On Code Comments

Actual source code from Microsoft Word 1.0 for DOS

Actual source code from Microsoft Word 1.0 for DOS

This post is basically a bookmark for me to come back to and remind (berate?) myself regularly about my comments that I write in my code.

Not that I should do more. I actually put in a heck of a lot of comments in my code, because I know my memory is poor.  Especially so when I have done several late night programming sessions in a row.  I once even completely forgot that I had written an entire application after a month of sleep deprivation.

What prompted this post is the fact that I often find myself coming across lines or blocks of code that are commented out.  Without explanation.

Just today, I had to go back into some 2 year old code, because a client had reported a possible bug that wasn't bringing pricing across properly from their legacy system.
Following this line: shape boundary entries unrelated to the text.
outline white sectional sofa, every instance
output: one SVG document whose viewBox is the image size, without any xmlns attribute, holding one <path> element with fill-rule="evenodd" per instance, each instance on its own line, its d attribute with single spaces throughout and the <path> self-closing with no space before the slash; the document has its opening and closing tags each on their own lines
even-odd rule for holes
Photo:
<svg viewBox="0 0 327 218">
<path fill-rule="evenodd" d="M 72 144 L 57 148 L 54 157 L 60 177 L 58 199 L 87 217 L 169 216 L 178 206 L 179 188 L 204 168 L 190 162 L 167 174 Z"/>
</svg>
It took me a while to re-understand my code, and that was helped by the copious comments I had left, knowing my own mental fallibility.  However, when I finally got to the section of code that did the pricing import and looked at it, I immediately knew what I needed to do in order to effect a fix.  BUT then... I noticed that there was already two lines of code EXACTLY like the ones I was about to put in.  Only they had been commented out by me previously.
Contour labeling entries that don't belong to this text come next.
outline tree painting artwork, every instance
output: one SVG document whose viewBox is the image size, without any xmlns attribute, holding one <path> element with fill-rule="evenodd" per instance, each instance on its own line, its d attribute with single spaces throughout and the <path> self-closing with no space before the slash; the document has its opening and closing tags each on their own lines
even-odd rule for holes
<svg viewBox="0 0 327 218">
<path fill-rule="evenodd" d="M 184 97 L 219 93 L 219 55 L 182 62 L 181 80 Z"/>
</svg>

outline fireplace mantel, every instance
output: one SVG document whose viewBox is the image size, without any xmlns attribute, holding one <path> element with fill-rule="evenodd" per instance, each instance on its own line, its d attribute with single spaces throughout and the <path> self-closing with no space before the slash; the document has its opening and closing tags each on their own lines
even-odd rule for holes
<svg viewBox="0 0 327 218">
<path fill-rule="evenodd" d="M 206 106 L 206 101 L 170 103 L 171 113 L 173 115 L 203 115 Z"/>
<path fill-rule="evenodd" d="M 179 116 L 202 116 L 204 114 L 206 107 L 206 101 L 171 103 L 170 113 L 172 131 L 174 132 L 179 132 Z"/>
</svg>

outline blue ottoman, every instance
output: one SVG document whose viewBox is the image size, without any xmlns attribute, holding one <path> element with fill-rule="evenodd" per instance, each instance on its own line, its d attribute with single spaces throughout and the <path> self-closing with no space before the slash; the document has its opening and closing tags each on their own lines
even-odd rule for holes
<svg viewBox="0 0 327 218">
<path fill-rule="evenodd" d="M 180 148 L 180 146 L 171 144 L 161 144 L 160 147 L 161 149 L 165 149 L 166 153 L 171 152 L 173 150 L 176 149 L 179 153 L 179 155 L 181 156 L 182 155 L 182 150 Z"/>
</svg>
Why?? What made me comment out those two lines in the first place?  Did they introduce yet ANOTHER serious bug in the system?  There was no notation as to when the lines were commented out, nor any indication of WHY I had done so.

The 'when' is an easy fix.  I just need to go back through my version control system to work that out, but the 'why' is an altogether more puzzling conundrum.

I'll be sure to leave some comments in this section of code reiterating my journey to write, then comment out, then uncomment the alleged lines.  Perhaps in another year or so, I will come back to it and have to unravel this veritable Gordian knot of commentary.